Pediatric cardiologist Hans Breur studies children with severe congenital heart defects. He does this research together with experts in neonatal neurology from neonatology, oa Manon Benders and 2 other heart centers in the Netherlands. With a drug, they want to protect these children from brain damage immediately after birth and around surgery. “Not a day goes by without me thinking: we could have done this better.”
Every year in the Netherlands, 1,500 children are born with a congenital heart defect. Such an abnormality often causes brain damage around birth and surgery. Partly because of this, one in five children with a severe congenital heart defect needs extra help in school or go to special education. “Before the era of heart surgery, 75 years ago, all these patients were dying. Now 95 percent of these children reach adulthood. That’s a huge success story.” But, Hans says, everything could be better. The pediatric heart center does everything in its power not only to operate successfully on young patients, but to help them grow up without residual defects.
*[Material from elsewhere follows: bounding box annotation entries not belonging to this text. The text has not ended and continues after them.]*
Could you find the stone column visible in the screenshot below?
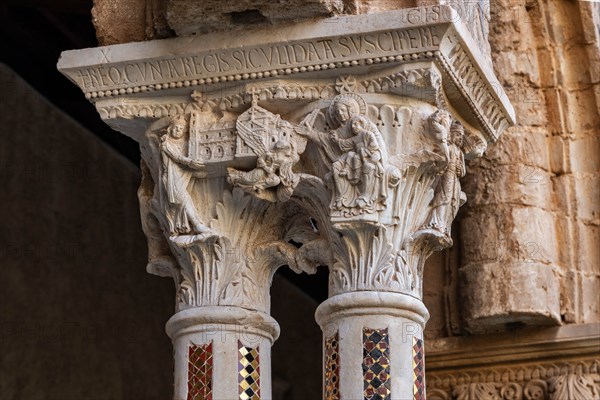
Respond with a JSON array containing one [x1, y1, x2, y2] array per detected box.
[[59, 6, 514, 400]]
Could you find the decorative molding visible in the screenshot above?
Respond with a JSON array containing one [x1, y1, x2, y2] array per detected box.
[[427, 324, 600, 400], [58, 5, 515, 141]]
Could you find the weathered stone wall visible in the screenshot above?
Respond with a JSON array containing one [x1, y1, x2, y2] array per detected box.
[[460, 0, 600, 332]]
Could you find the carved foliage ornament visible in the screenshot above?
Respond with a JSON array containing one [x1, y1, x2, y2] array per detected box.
[[427, 360, 600, 400], [141, 77, 480, 310]]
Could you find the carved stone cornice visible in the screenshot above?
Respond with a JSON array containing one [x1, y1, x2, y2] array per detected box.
[[427, 324, 600, 400], [58, 6, 515, 141]]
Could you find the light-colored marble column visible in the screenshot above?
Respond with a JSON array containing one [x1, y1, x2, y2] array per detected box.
[[59, 6, 514, 400]]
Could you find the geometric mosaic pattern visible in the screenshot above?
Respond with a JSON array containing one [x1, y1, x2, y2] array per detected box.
[[323, 332, 340, 400], [187, 343, 213, 400], [238, 341, 260, 400], [363, 328, 391, 400], [413, 336, 425, 400]]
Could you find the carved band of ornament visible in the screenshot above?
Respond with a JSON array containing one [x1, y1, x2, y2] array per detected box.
[[437, 38, 511, 140], [97, 103, 188, 120], [85, 51, 439, 100], [427, 360, 600, 400], [428, 374, 600, 400], [97, 68, 441, 120]]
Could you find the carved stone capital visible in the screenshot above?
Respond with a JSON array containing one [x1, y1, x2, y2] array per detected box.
[[59, 6, 514, 398]]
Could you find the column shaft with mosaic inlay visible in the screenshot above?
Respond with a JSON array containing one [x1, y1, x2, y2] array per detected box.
[[59, 6, 514, 400]]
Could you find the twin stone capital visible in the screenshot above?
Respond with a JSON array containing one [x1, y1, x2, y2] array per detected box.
[[59, 4, 514, 313]]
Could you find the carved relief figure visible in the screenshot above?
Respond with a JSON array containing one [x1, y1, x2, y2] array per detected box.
[[429, 122, 466, 234], [227, 104, 306, 202], [297, 93, 387, 216], [332, 115, 386, 212], [159, 115, 208, 236]]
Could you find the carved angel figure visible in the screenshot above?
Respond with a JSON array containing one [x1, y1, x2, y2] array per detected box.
[[429, 122, 466, 234], [227, 105, 306, 202], [160, 116, 208, 235], [429, 109, 452, 159]]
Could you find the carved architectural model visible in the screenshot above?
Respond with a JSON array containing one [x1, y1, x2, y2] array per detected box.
[[60, 8, 514, 400]]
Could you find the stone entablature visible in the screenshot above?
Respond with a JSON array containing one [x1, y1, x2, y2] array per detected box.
[[427, 324, 600, 400], [58, 6, 515, 141]]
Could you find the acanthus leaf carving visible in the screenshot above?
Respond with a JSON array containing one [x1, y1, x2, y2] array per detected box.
[[138, 70, 490, 304]]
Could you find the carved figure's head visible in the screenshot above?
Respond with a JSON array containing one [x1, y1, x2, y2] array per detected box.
[[168, 115, 187, 139], [333, 96, 360, 124], [350, 115, 371, 134]]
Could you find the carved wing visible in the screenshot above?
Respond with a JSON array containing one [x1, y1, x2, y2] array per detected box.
[[235, 119, 268, 157]]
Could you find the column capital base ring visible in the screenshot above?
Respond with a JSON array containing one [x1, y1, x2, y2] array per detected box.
[[315, 291, 429, 328], [165, 306, 280, 343]]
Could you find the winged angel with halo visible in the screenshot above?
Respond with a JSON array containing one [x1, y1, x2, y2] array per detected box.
[[227, 104, 316, 202]]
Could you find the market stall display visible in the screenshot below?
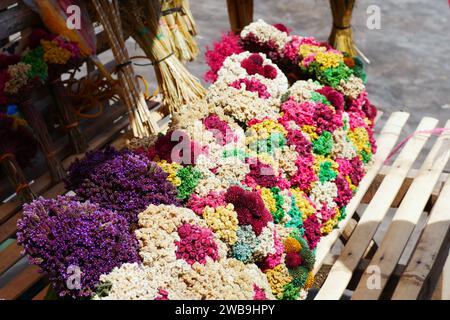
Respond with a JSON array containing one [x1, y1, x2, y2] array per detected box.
[[14, 21, 376, 299]]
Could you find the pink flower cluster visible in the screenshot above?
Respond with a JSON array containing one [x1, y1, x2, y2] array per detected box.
[[203, 114, 237, 146], [230, 78, 268, 99], [204, 32, 244, 82], [175, 223, 219, 265], [186, 191, 227, 216]]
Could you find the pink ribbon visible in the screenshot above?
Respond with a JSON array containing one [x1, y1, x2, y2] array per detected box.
[[383, 127, 450, 165]]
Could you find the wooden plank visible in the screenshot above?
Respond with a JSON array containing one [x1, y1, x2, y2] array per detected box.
[[361, 166, 450, 208], [314, 112, 409, 273], [392, 178, 450, 300], [0, 265, 44, 300], [315, 118, 438, 300], [0, 0, 19, 10], [441, 255, 450, 300], [0, 240, 22, 276], [352, 120, 450, 300]]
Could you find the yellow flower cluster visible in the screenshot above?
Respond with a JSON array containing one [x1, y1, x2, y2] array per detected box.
[[345, 176, 358, 192], [156, 160, 182, 187], [320, 208, 341, 235], [246, 119, 287, 145], [298, 44, 326, 58], [261, 188, 277, 212], [41, 40, 71, 64], [347, 127, 371, 157], [313, 154, 339, 176], [203, 203, 238, 245], [291, 188, 316, 219], [283, 237, 302, 253], [302, 125, 319, 141], [304, 271, 314, 290], [316, 52, 344, 70], [4, 62, 31, 94], [265, 264, 292, 299]]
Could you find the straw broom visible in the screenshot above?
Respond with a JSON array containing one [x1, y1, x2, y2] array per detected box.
[[161, 0, 199, 61], [121, 0, 205, 112], [227, 0, 253, 34], [92, 0, 158, 138], [18, 99, 66, 182], [328, 0, 357, 57], [0, 153, 36, 203], [173, 0, 198, 37], [49, 78, 88, 153], [0, 114, 36, 203]]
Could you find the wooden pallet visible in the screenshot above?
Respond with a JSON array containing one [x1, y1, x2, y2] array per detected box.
[[315, 112, 450, 300], [0, 0, 170, 299]]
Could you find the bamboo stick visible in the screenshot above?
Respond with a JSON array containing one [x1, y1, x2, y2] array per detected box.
[[328, 0, 357, 57]]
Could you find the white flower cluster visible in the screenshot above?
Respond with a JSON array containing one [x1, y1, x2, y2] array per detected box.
[[94, 205, 274, 300], [240, 19, 292, 53]]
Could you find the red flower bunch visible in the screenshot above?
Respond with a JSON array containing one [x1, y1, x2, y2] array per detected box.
[[186, 191, 227, 216], [175, 223, 219, 265], [317, 86, 345, 112], [241, 53, 277, 80], [230, 78, 268, 99], [204, 32, 244, 82], [225, 186, 272, 236], [303, 215, 322, 250], [203, 114, 239, 146]]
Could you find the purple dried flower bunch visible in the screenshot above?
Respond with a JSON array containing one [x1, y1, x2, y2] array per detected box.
[[66, 148, 179, 224], [17, 196, 140, 298]]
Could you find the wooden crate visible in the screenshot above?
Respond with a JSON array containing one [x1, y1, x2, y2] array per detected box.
[[0, 0, 170, 299], [315, 112, 450, 300]]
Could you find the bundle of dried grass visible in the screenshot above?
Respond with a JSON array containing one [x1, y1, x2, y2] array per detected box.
[[0, 153, 36, 203], [120, 0, 205, 112], [174, 0, 198, 36], [0, 113, 37, 203], [92, 0, 158, 138], [160, 0, 199, 62], [328, 0, 357, 57], [227, 0, 253, 34]]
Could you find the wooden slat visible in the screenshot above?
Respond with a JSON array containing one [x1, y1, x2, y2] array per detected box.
[[314, 112, 409, 273], [392, 178, 450, 300], [361, 165, 450, 208], [315, 118, 438, 300], [0, 3, 40, 39], [0, 265, 44, 300], [0, 240, 22, 276], [352, 120, 450, 300], [33, 285, 50, 300], [440, 255, 450, 300]]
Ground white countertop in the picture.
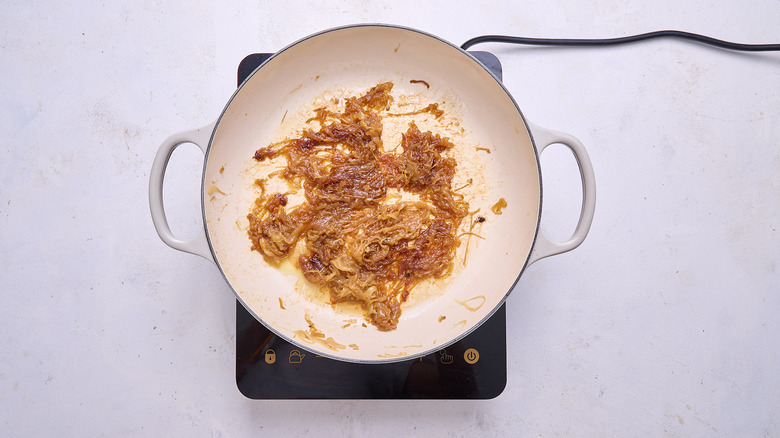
[0,0,780,437]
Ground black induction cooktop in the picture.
[236,52,506,399]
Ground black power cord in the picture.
[460,30,780,52]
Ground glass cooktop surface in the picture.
[236,52,506,399]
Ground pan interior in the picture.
[203,26,540,362]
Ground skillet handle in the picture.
[149,121,217,263]
[528,123,596,265]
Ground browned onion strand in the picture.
[248,82,469,330]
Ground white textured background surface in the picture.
[0,0,780,437]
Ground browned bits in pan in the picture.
[247,81,469,330]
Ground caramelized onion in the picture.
[248,82,469,330]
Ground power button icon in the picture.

So if one in five children will later need special education because of a heart defect, that number has to come down. “Gains that we can achieve through an intervention by national cooperation of centers in the early phase of life, means gains for the whole life for a large group of children,” al so Manon Benders.
A multidisciplinary group is investigating in young patients the adverse effects of heart surgery on the brain, including in the long term. This includes colleagues from the Department of Obstetrics and Neonatology: Jan Derks, Manon Benders and Floris Groenendaal, who have years of experience with perinatal brain damage and are trying to find a solution to reduce it. “A large proportion of babies with a congenital heart defect develop brain damage before and after such surgery,” says Hans. Through a nationwide collaboration, these children will receive a drug or placebo immediately after birth and just before surgery. That way we hope to reduce the release of harmful substances into their fragile brains around surgery. We measure the effects of that drug, allopurinol, with an mri-scan of the brain before and after surgery. In addition, we measure two years later whether the development is in line. Hans believes that less surgical damage can lead to a higher quality of life and better neurological development.
Constantly improving care is a great motivator in his work for Hans. “It is SO cool to see how far we have come in 75 years thanks to research and cooperation. Everyone is indispensable in the chain: obstetrics, neonatology, intensive care, the pediatric thoracic surgeon and anesthesiologist during surgery, radiology, the psychology and physical therapy department, and so on. If you really want to make a difference, you have to look for people with the same goal in mind and join hands preferably with all the centers in the Netherlands. Then you can do wonderful things.”
The biggest motivator for Hans, however, is the patients themselves. “Every time I see a child with a congenital heart defect and brain damage, I think: can’t this be done better?” With a different mindset it can, Hans believes. “If we want to do better, we have to offer patients a complete course, regardless of age. Lifelong care, without a hard cut when a child becomes an adult. “Suppose you have a heart defect for which you have to take blood thinners. When you turn eighteen now, suddenly you get different pills because they are registered for adults. That’s weird, isn’t it?”